Cold Weather, Hot Stock
It’s been a fairly cold winter so far, with many regions of the United States already getting socked with heavy snowfalls. That’s great news for Polaris Industries (NYSE: PII) which, in addition to designing and building off-road and all-terrain vehicles and motorcycles, has been a major manufacturer of snowmobiles for more than six decades now. It is also a major supplier of light troop vehicles to the defense establishment.
Full-year 2013 sales grew by 18% last year to $3.8 billion, largely thanks to its massive sales network of more than 1,750 dealers here in North America and more than 1,400 in more than 100 foreign countries. Here in the US, one-in-three power-sport vehicle sales in a Polaris.

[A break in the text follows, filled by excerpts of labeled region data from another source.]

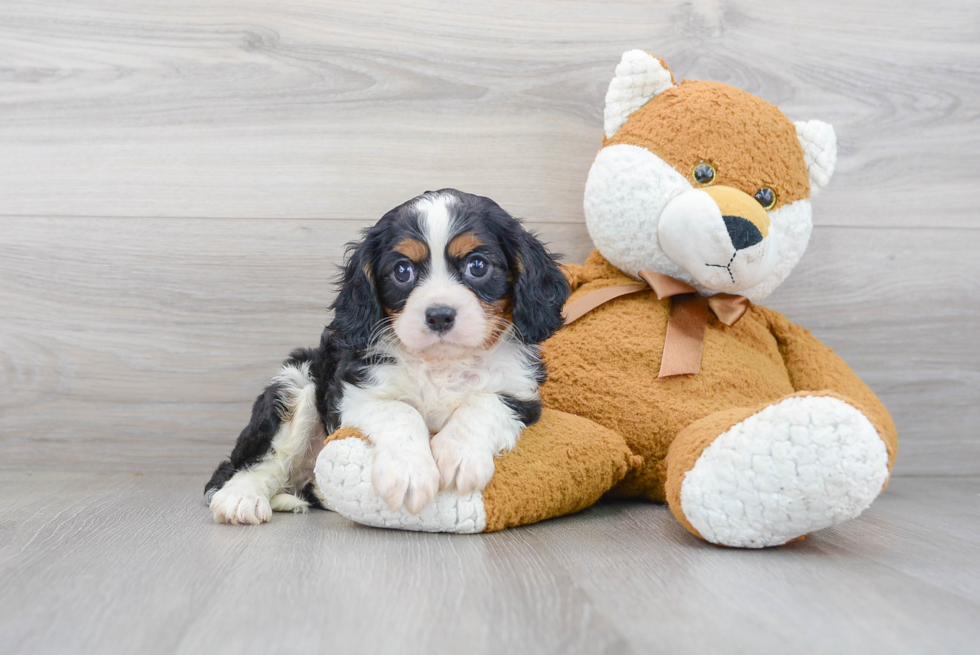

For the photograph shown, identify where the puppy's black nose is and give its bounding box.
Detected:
[425,305,456,332]
[722,216,762,250]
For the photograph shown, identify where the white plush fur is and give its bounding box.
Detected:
[658,188,777,293]
[681,396,888,548]
[584,144,813,302]
[603,50,674,137]
[210,364,326,524]
[316,438,487,534]
[794,120,837,195]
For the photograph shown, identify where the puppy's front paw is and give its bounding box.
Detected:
[371,447,439,514]
[210,485,272,525]
[430,425,494,494]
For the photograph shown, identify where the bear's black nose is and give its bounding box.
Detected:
[425,305,456,332]
[722,216,762,250]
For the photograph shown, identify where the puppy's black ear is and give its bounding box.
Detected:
[330,237,384,349]
[513,228,571,343]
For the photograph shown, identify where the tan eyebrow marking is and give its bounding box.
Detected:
[446,232,484,257]
[395,237,429,262]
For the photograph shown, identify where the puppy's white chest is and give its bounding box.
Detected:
[399,361,495,432]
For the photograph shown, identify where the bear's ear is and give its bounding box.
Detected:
[794,121,837,194]
[603,50,674,139]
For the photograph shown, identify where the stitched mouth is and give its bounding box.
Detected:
[705,250,738,284]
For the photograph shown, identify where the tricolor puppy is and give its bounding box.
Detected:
[205,189,569,523]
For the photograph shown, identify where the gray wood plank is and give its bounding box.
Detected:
[0,472,980,655]
[0,218,980,475]
[0,0,980,228]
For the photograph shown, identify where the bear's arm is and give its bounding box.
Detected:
[754,306,898,468]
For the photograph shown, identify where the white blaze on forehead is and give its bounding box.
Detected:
[393,194,489,354]
[416,194,456,281]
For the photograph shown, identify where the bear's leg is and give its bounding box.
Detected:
[667,392,889,548]
[315,409,641,533]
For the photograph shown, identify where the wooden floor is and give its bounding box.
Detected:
[0,0,980,655]
[0,472,980,655]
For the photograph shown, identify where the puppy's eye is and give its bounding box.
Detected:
[692,161,715,186]
[391,262,415,284]
[755,186,776,209]
[466,255,490,280]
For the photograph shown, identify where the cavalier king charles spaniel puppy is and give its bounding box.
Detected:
[205,189,569,524]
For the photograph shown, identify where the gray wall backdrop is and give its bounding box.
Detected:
[0,0,980,475]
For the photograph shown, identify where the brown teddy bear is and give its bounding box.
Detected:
[316,50,897,548]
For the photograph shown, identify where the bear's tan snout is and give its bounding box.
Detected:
[702,184,769,250]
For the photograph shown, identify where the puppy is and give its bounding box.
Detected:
[205,189,569,524]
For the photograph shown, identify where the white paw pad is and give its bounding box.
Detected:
[681,396,888,548]
[315,438,487,534]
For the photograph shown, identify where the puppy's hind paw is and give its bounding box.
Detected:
[210,485,272,525]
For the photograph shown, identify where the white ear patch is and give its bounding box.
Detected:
[603,50,674,138]
[794,121,837,194]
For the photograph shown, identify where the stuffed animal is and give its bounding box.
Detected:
[316,50,897,548]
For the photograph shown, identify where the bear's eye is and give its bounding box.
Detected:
[755,186,776,209]
[694,161,715,186]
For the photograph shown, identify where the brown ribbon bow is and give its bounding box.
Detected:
[562,271,752,378]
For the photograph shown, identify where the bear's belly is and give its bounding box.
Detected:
[541,293,794,500]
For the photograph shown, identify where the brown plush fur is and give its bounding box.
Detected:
[602,80,810,207]
[541,251,897,512]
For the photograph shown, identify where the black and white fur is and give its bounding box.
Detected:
[205,189,569,524]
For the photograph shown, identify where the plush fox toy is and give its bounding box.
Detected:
[317,50,897,548]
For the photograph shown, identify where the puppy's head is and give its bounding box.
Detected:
[332,189,569,358]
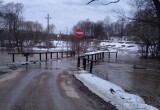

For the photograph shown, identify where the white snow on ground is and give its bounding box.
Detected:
[0,68,23,83]
[75,71,158,110]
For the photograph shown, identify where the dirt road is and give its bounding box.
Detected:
[0,58,115,110]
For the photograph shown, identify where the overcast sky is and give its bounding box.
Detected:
[3,0,130,33]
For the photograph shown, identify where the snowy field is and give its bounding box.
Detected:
[75,71,158,110]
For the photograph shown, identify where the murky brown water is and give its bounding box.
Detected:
[93,54,160,108]
[0,52,160,108]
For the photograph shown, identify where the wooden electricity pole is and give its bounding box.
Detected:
[45,14,52,48]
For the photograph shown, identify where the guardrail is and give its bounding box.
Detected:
[77,52,118,73]
[8,51,75,62]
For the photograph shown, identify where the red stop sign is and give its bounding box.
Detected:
[75,29,84,38]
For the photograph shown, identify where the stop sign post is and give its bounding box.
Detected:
[75,28,84,57]
[75,29,84,38]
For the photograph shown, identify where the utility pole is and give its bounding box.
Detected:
[45,14,52,34]
[45,14,52,48]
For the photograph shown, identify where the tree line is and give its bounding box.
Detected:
[73,0,160,57]
[0,1,55,51]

One of the reason Polaris’s products are so popular is the company’s devotion to research and development (R&D). With five R&D centers, the company typically spends about 4% of its revenue on innovating new products and features. Those efforts are key because, while I have no sexist intentions here, when men buy high-end toys, they tend to want the best available. And the company’s own market research shows that about 90% of its buyers are men with incomes of about $100,000, so they can usually afford the best. That spending is a major reason why Polaris is able to offer 18 new off-road vehicle models, five new motorcycle models and more than 300 new accessories for the 2015 model year alone.

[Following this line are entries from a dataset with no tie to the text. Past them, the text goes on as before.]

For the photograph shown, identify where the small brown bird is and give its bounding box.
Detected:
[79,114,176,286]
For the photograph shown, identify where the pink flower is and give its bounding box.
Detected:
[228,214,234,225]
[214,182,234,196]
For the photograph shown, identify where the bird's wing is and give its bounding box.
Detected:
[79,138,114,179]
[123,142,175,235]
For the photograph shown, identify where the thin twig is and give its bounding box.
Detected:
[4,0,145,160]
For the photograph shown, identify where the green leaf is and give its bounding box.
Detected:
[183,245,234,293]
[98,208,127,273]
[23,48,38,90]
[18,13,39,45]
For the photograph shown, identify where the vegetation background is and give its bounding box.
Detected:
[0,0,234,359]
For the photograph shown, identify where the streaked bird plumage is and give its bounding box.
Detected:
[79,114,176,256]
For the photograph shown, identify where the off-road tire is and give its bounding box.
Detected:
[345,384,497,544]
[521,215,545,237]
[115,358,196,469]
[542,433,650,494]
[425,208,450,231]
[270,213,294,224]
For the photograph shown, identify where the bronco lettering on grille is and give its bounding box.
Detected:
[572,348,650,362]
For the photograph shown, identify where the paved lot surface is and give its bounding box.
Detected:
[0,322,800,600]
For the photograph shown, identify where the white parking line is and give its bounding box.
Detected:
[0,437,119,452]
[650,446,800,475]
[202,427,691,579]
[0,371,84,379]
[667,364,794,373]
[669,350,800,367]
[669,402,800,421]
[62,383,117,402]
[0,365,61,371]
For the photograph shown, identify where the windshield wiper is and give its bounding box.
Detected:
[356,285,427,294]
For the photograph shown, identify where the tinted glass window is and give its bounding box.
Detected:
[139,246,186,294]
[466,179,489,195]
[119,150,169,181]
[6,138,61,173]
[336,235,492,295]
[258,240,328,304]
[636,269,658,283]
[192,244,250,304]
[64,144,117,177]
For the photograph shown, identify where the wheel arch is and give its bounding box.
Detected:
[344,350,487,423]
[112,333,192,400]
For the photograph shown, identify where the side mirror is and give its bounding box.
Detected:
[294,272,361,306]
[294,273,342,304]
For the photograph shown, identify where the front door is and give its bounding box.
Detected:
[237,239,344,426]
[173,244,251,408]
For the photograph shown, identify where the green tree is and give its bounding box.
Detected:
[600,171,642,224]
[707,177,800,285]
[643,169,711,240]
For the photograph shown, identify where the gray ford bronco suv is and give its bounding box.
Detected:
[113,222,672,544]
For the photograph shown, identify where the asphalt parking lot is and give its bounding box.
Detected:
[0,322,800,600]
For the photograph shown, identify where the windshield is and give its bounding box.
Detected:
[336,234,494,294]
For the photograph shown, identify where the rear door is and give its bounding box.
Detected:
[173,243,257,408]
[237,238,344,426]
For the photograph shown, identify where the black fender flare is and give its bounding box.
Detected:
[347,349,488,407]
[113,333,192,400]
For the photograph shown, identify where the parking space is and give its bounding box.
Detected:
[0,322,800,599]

Aside from that, the company has also done an amazing job of managing its balance sheet. The company currently has a debt-to-equity ratio of just 0.3 as compared to an industry average of 1.0, having paid off more than $120 million in debt so far this year. It also has about $169 million of cash on hand, though that number can fluctuate depending on its acquisition, capital investment and R&D plans.
For instance, the company spent a sizable chunk of cash building a new off-road vehicle manufacturing plant in Opole, Poland, which opened in September. Its first such facility outside of North America, the plant covers 345,000 square feet and is expected to being shipping out new vehicles in the first quarter. With manufacturing now able to be completed closer to the company’s European customer base, the plant is actually expected save company about $20 million annually in reduced labor and shipping costs. A second plant is also planned for India.

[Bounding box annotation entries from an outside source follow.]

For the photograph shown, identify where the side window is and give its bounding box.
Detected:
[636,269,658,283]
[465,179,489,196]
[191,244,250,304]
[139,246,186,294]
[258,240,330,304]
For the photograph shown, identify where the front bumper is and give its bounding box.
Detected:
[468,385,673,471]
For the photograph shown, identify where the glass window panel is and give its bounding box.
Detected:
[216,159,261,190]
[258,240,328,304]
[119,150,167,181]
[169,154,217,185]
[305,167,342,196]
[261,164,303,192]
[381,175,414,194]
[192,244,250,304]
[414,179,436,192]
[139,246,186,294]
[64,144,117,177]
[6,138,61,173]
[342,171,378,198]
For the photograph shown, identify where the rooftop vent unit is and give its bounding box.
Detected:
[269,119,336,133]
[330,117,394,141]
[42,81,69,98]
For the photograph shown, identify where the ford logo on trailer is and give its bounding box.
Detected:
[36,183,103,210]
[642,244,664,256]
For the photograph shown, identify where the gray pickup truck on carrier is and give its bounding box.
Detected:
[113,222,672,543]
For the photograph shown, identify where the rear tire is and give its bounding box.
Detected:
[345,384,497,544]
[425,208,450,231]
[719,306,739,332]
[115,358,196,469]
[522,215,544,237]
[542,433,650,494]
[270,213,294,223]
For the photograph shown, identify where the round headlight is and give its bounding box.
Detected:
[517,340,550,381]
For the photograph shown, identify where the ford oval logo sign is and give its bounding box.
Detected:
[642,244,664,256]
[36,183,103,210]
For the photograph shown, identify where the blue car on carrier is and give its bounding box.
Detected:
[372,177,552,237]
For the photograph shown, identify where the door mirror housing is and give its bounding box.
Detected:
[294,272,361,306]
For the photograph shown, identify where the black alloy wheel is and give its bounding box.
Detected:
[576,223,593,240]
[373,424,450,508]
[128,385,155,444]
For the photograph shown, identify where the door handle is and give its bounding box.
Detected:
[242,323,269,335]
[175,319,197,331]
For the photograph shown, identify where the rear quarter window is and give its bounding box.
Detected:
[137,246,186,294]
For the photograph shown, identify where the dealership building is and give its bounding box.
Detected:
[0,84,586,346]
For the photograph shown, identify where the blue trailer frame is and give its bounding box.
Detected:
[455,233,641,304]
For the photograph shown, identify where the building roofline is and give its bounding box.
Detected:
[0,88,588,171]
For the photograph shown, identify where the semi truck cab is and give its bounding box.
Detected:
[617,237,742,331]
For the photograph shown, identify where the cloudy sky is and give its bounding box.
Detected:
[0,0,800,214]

Polaris has also shown a strong dedication to creating shareholder value, recently bumping its share repurchase program up from $100 million to $200 million. It also pays a small but consistently growing dividend, averaging about 18% growth over the past five years. The company is on track to payout a total of $1.92 for 2014, resulting in a yield of about 1.2%.
Polaris also has a strong commitment to lean manufacturing principles, so while its revenue has grown an average of 8.9% yearly over the past decade, earnings per share (EPS) have shot up by 15.8%. Operating expenses are expected to fall by about 0.7% this year alone. The company expects full-year 2014 revenue to grow by about 18% to between $4.425 billion and $4.475 billion, with EPS up by as much as 23% to $6.65.
Wall Street expects earnings to come in slightly lower than that, falling closer to the midpoint of management’s guidance at $6.62, but Polaris has a strong history of surprising to the upside. Analysts forecast another strong year in 2015, with a mean estimate of 20.1% EPS growth to $7.95 with average growth of 16.2% over the next five years.
While there is some risk to owning Polaris, such as a tightening of consumer credit availability, it has historically weathered downturns fairly well. It has also been consistently expanding its geographic footprint, either by pushing into new markets itself or by acquiring companies which are already operating in new territories. Throw in the fact that management has kept costs down and maintained a solid balance sheet, nothing short of another major recession should have a huge impact. And if the winters in the Northern Hemisphere continue worsening, it might find whole new markets opening up to it.
With a solid balance sheet and steadily growing sales, Polaris Industries is a good buy up to $167.